Our lambs (18-22 lbs at birth ) get 1/2 cc sub q at 3 days old when we tag and dock tails... The tiny bottle should say how many units per lb they get and how many units in the bottle...I dont know why they dont break it down for us...My bottles are in the barn refridgerator or I would help you better, sorry 'bout that.


----------



## Vicki McGaugh TX Nubians (May 6, 2002)

500 units is plenty for kids at disbudding or castration. That's 1/3rd of the 1500 unit vial, I just pull it into 3 syringes. The only goats getting it are purchased kids or purchased does at kidding , our does are vaccainted with tetanus toxoid and have really good immunity.

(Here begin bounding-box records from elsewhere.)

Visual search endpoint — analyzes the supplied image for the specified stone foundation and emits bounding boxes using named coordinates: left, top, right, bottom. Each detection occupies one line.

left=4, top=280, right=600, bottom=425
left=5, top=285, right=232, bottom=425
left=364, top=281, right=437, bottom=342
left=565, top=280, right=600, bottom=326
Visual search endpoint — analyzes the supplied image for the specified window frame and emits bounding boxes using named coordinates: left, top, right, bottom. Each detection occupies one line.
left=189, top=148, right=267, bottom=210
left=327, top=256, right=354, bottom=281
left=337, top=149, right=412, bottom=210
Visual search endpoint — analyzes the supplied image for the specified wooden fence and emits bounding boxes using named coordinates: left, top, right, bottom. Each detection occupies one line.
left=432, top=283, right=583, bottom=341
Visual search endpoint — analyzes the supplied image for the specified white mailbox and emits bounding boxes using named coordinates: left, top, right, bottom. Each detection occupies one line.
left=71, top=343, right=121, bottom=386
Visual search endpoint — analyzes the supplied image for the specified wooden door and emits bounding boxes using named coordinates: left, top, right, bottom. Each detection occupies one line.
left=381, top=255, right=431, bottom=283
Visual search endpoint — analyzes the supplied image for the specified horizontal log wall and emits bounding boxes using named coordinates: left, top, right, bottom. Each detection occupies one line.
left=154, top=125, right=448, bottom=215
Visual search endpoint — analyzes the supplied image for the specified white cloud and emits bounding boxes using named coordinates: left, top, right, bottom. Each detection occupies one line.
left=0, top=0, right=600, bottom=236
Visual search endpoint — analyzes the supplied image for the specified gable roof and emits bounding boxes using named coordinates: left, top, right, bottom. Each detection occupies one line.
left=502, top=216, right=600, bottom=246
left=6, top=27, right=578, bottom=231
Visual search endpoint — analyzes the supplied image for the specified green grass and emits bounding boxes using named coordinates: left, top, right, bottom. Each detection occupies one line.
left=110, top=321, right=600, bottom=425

Remember the antitoxin only lasts about 2 weeks in the system, so one shot will not last until they are having their 2nd tetanus (CD&T or Covexin 8) vaccaination, and you do not have full immunity until the second shot. I am sure it is better than nothing, but better than that is to vaccinate does prekidding and stimulate that immunity in the colostrum. Vicki


----------



## Diana/KY (Jan 5, 2003)

Where in the world did I get anti tetanus??? Yes, I meant Tetanus ANTITOXIN. Just wanting to thank you all for the help. After looking at my boys from the rear view, I may have waited too long to band  ....How old is too old to band them?


----------



## Vicki McGaugh TX Nubians (May 6, 2002)

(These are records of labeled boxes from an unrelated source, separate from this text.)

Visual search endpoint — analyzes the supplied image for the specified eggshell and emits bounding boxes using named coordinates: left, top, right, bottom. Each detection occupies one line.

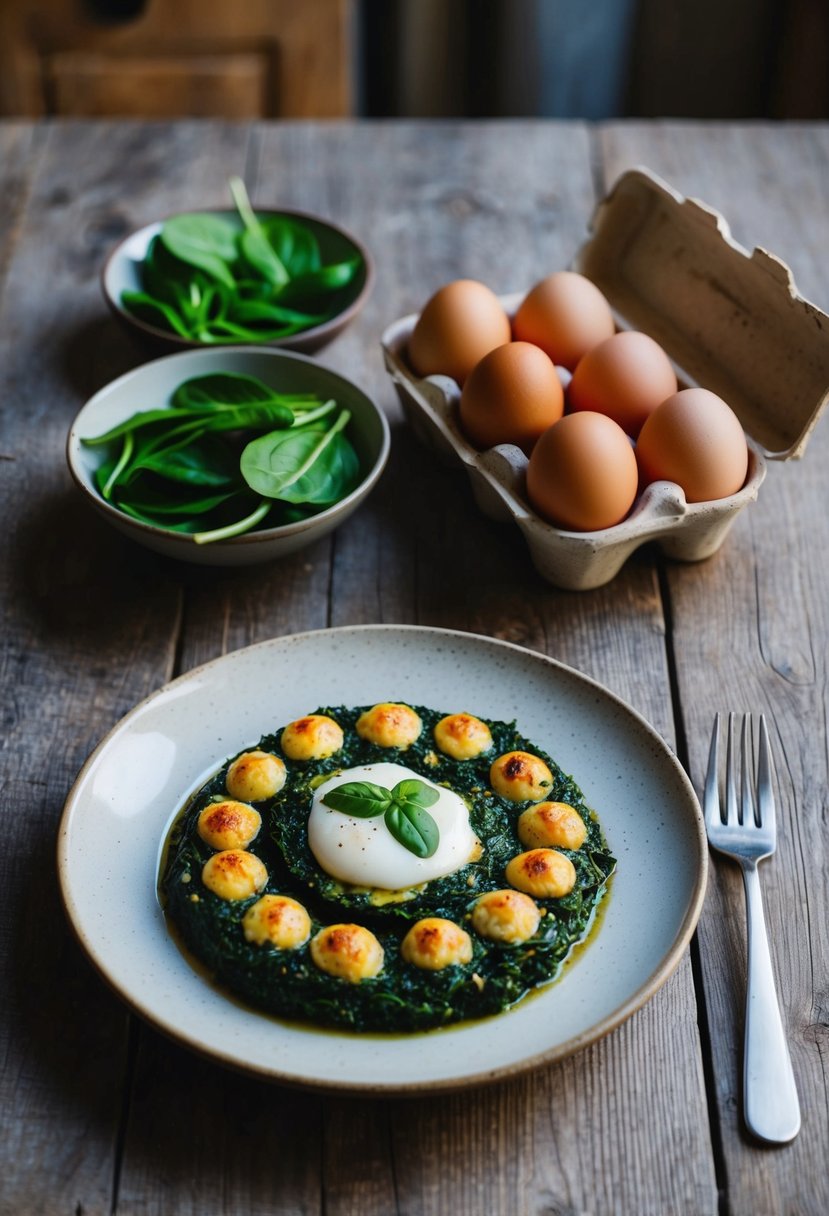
left=408, top=278, right=512, bottom=384
left=513, top=270, right=615, bottom=371
left=568, top=330, right=677, bottom=438
left=461, top=342, right=564, bottom=455
left=636, top=388, right=749, bottom=502
left=526, top=411, right=638, bottom=531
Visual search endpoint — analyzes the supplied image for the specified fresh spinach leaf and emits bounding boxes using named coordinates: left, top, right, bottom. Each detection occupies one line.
left=241, top=410, right=359, bottom=503
left=230, top=178, right=291, bottom=289
left=160, top=212, right=238, bottom=291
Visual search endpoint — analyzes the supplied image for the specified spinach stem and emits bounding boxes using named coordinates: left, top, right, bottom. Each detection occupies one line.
left=101, top=430, right=134, bottom=502
left=291, top=396, right=337, bottom=428
left=193, top=499, right=273, bottom=545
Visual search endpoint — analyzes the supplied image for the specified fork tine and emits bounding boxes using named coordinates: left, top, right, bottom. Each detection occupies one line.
left=740, top=714, right=755, bottom=827
left=703, top=714, right=722, bottom=826
left=757, top=714, right=777, bottom=832
left=726, top=714, right=739, bottom=827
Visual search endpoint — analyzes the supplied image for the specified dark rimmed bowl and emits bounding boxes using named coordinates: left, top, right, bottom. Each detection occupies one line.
left=101, top=208, right=374, bottom=354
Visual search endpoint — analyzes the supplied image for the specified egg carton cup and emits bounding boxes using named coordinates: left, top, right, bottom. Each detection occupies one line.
left=382, top=169, right=829, bottom=591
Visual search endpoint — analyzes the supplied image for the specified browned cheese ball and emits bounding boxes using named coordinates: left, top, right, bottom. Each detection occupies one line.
left=356, top=702, right=423, bottom=748
left=202, top=849, right=267, bottom=900
left=400, top=916, right=472, bottom=972
left=310, top=924, right=383, bottom=984
left=434, top=714, right=492, bottom=760
left=198, top=798, right=261, bottom=849
left=242, top=895, right=311, bottom=950
left=472, top=888, right=541, bottom=945
left=506, top=849, right=576, bottom=900
left=280, top=714, right=343, bottom=760
left=490, top=751, right=553, bottom=803
left=225, top=749, right=286, bottom=803
left=518, top=803, right=587, bottom=849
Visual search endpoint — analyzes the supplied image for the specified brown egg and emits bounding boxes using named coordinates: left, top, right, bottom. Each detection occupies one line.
left=526, top=412, right=638, bottom=531
left=636, top=388, right=749, bottom=502
left=513, top=270, right=615, bottom=371
left=461, top=342, right=564, bottom=455
left=568, top=330, right=677, bottom=438
left=408, top=278, right=512, bottom=384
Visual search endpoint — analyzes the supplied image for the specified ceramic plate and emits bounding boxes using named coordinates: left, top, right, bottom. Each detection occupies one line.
left=58, top=625, right=707, bottom=1092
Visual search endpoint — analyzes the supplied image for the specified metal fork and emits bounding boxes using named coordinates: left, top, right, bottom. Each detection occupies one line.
left=704, top=714, right=800, bottom=1144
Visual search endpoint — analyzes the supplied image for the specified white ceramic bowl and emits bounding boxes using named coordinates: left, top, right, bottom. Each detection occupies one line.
left=67, top=347, right=390, bottom=565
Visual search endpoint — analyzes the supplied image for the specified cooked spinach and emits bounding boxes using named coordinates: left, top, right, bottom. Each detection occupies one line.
left=120, top=178, right=365, bottom=344
left=162, top=706, right=615, bottom=1032
left=83, top=372, right=360, bottom=544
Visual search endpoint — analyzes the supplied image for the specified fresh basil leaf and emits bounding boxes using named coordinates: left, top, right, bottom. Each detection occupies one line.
left=160, top=213, right=238, bottom=291
left=391, top=777, right=440, bottom=806
left=322, top=781, right=391, bottom=820
left=385, top=801, right=440, bottom=857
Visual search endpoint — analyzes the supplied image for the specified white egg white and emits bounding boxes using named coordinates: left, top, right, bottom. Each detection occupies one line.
left=308, top=762, right=479, bottom=891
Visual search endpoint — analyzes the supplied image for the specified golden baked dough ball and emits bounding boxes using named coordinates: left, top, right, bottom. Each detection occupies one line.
left=310, top=924, right=383, bottom=984
left=356, top=702, right=423, bottom=748
left=490, top=751, right=553, bottom=803
left=472, top=888, right=541, bottom=945
left=400, top=916, right=472, bottom=972
left=202, top=849, right=267, bottom=900
left=506, top=849, right=576, bottom=900
left=280, top=714, right=343, bottom=760
left=225, top=749, right=287, bottom=803
left=434, top=714, right=492, bottom=760
left=518, top=803, right=587, bottom=849
left=198, top=798, right=261, bottom=849
left=242, top=895, right=311, bottom=950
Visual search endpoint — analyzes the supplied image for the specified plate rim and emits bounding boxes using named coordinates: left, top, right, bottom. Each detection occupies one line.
left=56, top=623, right=709, bottom=1097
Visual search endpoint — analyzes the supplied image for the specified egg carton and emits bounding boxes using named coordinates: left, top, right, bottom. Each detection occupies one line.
left=382, top=169, right=829, bottom=591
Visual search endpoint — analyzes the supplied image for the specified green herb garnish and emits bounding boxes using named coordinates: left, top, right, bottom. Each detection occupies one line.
left=322, top=777, right=440, bottom=857
left=120, top=178, right=365, bottom=344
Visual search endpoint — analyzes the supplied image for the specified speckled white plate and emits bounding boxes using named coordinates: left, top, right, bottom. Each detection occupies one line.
left=58, top=625, right=707, bottom=1093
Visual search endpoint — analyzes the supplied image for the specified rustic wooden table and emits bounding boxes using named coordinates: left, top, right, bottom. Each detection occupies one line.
left=0, top=122, right=829, bottom=1216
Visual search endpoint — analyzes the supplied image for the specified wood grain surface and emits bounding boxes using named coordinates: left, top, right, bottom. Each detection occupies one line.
left=0, top=122, right=829, bottom=1216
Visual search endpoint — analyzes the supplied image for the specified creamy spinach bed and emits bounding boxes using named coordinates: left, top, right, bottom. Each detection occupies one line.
left=160, top=703, right=615, bottom=1032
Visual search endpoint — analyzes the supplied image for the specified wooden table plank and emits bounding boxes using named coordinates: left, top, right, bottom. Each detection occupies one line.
left=603, top=124, right=829, bottom=1216
left=0, top=124, right=255, bottom=1216
left=110, top=123, right=716, bottom=1216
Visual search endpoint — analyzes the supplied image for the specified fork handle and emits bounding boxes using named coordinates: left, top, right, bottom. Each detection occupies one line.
left=743, top=861, right=800, bottom=1144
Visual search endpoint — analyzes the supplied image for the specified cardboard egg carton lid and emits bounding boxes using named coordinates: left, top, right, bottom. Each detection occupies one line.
left=573, top=168, right=829, bottom=460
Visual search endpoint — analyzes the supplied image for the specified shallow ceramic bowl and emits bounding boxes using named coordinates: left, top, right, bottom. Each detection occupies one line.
left=101, top=208, right=374, bottom=354
left=67, top=347, right=389, bottom=565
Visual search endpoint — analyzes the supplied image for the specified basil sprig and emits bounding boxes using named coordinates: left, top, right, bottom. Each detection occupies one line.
left=322, top=777, right=440, bottom=857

Shoot I knew what you meant. At 48 I am really too young for oldtimers, but there are times a simple word like refridgerator will not come to me  Worse is I am always in such a hurry my spelling is horrible, than I will try to spell something pheonetically...but I don't really know how to spell that either to warn folks  Notice how none of the goat lists have spell check!

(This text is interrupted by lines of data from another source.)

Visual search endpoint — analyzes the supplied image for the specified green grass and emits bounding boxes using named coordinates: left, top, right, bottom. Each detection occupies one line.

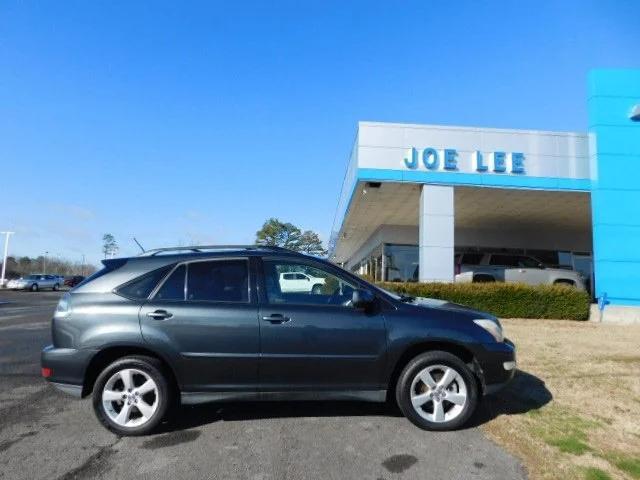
left=544, top=435, right=591, bottom=455
left=530, top=406, right=600, bottom=455
left=584, top=467, right=611, bottom=480
left=604, top=454, right=640, bottom=478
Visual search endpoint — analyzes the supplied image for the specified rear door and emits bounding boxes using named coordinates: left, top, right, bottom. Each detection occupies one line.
left=140, top=258, right=260, bottom=392
left=259, top=257, right=386, bottom=391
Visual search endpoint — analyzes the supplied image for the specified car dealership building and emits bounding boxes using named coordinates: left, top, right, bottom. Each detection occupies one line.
left=331, top=70, right=640, bottom=318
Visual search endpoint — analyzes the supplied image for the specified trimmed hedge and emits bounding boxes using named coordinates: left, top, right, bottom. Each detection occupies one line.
left=378, top=282, right=591, bottom=320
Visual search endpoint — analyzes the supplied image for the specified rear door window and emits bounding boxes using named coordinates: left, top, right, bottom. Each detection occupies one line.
left=187, top=260, right=249, bottom=303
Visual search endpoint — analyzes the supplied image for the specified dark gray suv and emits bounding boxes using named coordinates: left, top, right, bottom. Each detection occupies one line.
left=42, top=246, right=515, bottom=435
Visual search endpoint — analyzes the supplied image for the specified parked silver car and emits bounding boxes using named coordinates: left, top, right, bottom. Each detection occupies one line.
left=7, top=274, right=62, bottom=292
left=455, top=253, right=585, bottom=290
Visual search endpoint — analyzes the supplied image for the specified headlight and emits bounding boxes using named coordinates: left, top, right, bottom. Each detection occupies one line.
left=473, top=318, right=504, bottom=342
left=53, top=293, right=71, bottom=318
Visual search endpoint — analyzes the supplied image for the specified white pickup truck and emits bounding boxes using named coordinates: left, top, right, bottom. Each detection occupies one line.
left=280, top=272, right=324, bottom=294
left=7, top=273, right=64, bottom=292
left=455, top=253, right=585, bottom=290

Don't band once you can't squish through one testicle at a time. Obviuosly the stainless tongs of old are better than the new smaller ones of plastic, because they stretch that rubberband open more to place it around the testicles.

When dealing with older guys pay really close attention, you do not want to pull in any of the teats or surrounding tissue...get it just past the testicle and roll it up to the teats, not the other way around because you can pull in plumbing that if it is pinched off will kill the buck.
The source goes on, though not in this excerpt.